I came back to discover that he'd died. I'd never hear from him again, but because he was dear to me I read every single one of the over eighty messages I had kept from this wonderfully direct man. He was not universally liked on E2, but he didn't care. He only cared about the quality of the writing here and had little regard for people's thin skins. When I first started writing here he was one of many who encouraged me, gave me honest feedback and supported and guided me when I became an editor. He wasn't always happy with the decisions I made as an admin; he was critical of the liberal manner with which we (gods and editors) handled some of the more abusive and difficult people here, didn't like the kid glove treatment we generally preferred. Nonetheless in his own way he's one of the kindest and most lovable of people. I said "he is" because like so many others he's still alive as long as we're telling his story.
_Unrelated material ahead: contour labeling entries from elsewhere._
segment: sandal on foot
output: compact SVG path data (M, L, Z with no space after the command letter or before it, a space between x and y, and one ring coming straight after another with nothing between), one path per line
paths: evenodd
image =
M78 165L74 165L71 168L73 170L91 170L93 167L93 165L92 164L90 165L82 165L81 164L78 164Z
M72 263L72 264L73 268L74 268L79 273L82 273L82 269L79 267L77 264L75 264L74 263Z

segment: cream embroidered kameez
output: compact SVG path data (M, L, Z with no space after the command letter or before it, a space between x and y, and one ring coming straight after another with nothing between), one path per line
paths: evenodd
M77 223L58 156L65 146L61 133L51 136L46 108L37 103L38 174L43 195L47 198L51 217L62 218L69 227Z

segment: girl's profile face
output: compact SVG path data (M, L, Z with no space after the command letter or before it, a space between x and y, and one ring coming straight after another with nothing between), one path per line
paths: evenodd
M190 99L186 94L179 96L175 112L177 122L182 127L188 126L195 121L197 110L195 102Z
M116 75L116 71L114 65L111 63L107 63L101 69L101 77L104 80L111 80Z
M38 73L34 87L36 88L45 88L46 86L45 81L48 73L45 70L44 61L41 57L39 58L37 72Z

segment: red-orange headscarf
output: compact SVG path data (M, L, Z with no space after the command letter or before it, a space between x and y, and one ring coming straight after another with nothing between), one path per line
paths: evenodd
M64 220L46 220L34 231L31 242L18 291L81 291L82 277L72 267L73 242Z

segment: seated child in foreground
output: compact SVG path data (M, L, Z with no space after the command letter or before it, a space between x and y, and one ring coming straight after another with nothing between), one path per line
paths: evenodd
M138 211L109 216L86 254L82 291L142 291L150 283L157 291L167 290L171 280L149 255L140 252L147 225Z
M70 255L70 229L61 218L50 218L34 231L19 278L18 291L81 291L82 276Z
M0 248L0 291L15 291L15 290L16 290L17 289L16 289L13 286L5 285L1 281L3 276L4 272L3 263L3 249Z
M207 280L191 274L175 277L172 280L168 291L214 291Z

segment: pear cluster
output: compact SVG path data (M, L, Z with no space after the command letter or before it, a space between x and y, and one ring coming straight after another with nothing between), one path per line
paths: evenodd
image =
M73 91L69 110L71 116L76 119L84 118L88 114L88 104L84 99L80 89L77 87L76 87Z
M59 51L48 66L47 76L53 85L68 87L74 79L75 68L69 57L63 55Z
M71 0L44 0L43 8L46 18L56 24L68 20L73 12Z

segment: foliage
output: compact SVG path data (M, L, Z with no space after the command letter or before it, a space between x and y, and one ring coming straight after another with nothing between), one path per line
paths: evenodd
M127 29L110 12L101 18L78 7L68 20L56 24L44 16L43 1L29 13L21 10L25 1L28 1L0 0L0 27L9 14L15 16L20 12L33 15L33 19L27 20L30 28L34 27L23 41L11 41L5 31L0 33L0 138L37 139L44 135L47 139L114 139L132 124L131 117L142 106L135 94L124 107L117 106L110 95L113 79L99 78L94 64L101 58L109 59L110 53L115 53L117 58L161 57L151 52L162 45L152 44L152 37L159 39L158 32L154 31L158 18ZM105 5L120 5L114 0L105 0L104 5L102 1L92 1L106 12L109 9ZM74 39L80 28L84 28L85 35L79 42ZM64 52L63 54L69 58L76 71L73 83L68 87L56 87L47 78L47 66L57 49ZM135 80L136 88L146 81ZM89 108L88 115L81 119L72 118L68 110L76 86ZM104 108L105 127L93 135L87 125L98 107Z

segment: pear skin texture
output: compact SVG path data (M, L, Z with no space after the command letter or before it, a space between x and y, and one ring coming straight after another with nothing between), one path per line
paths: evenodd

So we'd talked about philosophy and politics, life and death, writing and reading. Yes, we disagreed about many topics. But one topic bubbled to the top over time. As it became clear he was seriously ill, we talked about cancer. And caring and suffering and death. I learned more about him in those conversations than I could ever have hoped. He taught me things and he too learned from me.

When I took a road trip back from Michigan in the truck I'd bought, I'd planned to come South and travel through Illinois, Arkansas, Texas and all points West. He invited me to stay overnight. Me, this hippy pagan limp-wristed liberal would be staying in the home of a free-thinking but outspoken conservative. So I had the rare privilege of meeting him. I even have a selfie I took with him (which I promised on pain of death to never show anyone). I shared his table, drank his beer and sat in his hot tub, and all the while felt like I was unworthy of him and his hospitality. Maybe there's a story in there, maybe one I'll get to tell one day, as it's the trip when I also met Jet-Poop, dann and others. But not today, this is just about one man.


I guess that this rambling mess of a daylog is just to say /me misses dannye. No doubt he'd pull a face at that, but y'know what? I don't care, mate.


So if you get a message from me out of the blue, know that I'm just cleaning up the dust bunnies and hoping you're still alive to read it. If you don't get one from me, I don't know. Maybe I don't love you, didn't get to you yet or just possibly you'd never sent me one.